How does one call a templated constructor inside of a class when
instantiating an object? I made up a quick sample to demonstrate.

#include <iostream>

class TestClass
{
public:
template <class T>
TestClass()
{
std::cout << "Called with type " << typeid(T).name() << std::endl;
}
};

int main()
{
TestClass testClass; // Error: How do I call the constructor and tell
it that I want to use an int for the template type?

std::cin.get();

return 0;
}

If it was done implicitly, where T was used in the parameter list of
the constructor, then it would be easy, but I actually have a case
where I need to be explicit.

Thanks in advance,

Lawrence

Jul 16 '07 #1
3 11896
Lawrence Spector wrote:
How does one call a templated constructor inside of a class when
instantiating an object? I made up a quick sample to demonstrate.

#include <iostream>

class TestClass
{
public:
template <class T>
TestClass()
{
std::cout << "Called with type " << typeid(T).name() << std::endl;
}
};

int main()
{
TestClass testClass; // Error: How do I call the constructor and tell
it that I want to use an int for the template type?

std::cin.get();

return 0;
}

If it was done implicitly, where T was used in the parameter list of
the constructor, then it would be easy, but I actually have a case
where I need to be explicit.
There is no way to do that. Any templated constructor has to have the
argument[s] from which the compiler will deduce the template arguments.
In your case you need to supply (at least a bogus) argument, like

template<class TTestClass(T* bogus) {
...
}

which you will supply as

TestClass testClass((int*)0); // means 'T' is 'int'.

You could invent some other (nicer, perhaps) way of providing the bogus
argument.

V
--
Please remove capital 'A's when replying by e-mail
I do not respond to top-posted replies, please don't ask
Jul 16 '07 #2
On Jul 16, 3:01 pm, "Victor Bazarov" <v.Abaza...@comAcast.netwrote:
Lawrence Spector wrote:
How does one call a templated constructor inside of a class when
instantiating an object? I made up a quick sample to demonstrate.
#include <iostream>
class TestClass
{
public:
template <class T>
TestClass()
{
std::cout << "Called with type " << typeid(T).name() << std::endl;
}
};
int main()
{
TestClass testClass; // Error: How do I call the constructor and tell
it that I want to use an int for the template type?
std::cin.get();
return 0;
}
If it was done implicitly, where T was used in the parameter list of
the constructor, then it would be easy, but I actually have a case
where I need to be explicit.

There is no way to do that.

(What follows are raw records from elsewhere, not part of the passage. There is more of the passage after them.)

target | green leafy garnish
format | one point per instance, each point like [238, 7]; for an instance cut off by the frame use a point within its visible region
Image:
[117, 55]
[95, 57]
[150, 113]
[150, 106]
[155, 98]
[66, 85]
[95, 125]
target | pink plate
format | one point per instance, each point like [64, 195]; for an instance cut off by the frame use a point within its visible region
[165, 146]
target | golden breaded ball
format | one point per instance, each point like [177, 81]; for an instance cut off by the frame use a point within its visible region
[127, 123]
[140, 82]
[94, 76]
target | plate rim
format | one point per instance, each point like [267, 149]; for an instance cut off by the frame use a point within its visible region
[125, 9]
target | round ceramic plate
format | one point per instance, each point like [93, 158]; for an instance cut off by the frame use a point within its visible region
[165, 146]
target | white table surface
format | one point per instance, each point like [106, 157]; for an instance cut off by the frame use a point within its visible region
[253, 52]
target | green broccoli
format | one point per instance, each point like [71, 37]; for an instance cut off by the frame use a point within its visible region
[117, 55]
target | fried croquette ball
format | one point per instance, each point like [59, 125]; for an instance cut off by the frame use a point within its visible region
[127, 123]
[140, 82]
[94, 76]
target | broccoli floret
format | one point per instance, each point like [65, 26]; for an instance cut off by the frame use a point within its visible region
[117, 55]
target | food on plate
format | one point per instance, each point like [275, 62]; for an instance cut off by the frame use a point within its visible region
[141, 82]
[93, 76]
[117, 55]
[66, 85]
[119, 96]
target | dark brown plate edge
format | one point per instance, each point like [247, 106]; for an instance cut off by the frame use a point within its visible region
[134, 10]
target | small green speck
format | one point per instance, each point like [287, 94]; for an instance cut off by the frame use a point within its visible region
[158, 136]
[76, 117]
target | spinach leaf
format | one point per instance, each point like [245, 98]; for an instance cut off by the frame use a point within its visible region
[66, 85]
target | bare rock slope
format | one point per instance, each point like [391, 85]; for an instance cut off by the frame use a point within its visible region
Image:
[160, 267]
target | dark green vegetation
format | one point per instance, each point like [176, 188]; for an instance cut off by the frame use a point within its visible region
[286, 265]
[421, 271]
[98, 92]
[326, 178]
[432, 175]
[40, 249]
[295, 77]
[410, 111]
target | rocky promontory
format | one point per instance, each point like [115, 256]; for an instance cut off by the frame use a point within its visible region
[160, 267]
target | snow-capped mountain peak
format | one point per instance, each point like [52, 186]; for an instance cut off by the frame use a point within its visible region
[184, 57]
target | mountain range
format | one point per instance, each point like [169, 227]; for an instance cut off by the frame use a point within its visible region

Any templated constructor has to have the
argument[s] from which the compiler will deduce the template arguments.
In your case you need to supply (at least a bogus) argument, like

template<class TTestClass(T* bogus) {
...
}

which you will supply as

TestClass testClass((int*)0); // means 'T' is 'int'.

You could invent some other (nicer, perhaps) way of providing the bogus
argument.

V
--
Please remove capital 'A's when replying by e-mail
I do not respond to top-posted replies, please don't ask
I see. Thanks for the prompt reply. I guess to make it look a little
nicer, I could use a factory when I create it.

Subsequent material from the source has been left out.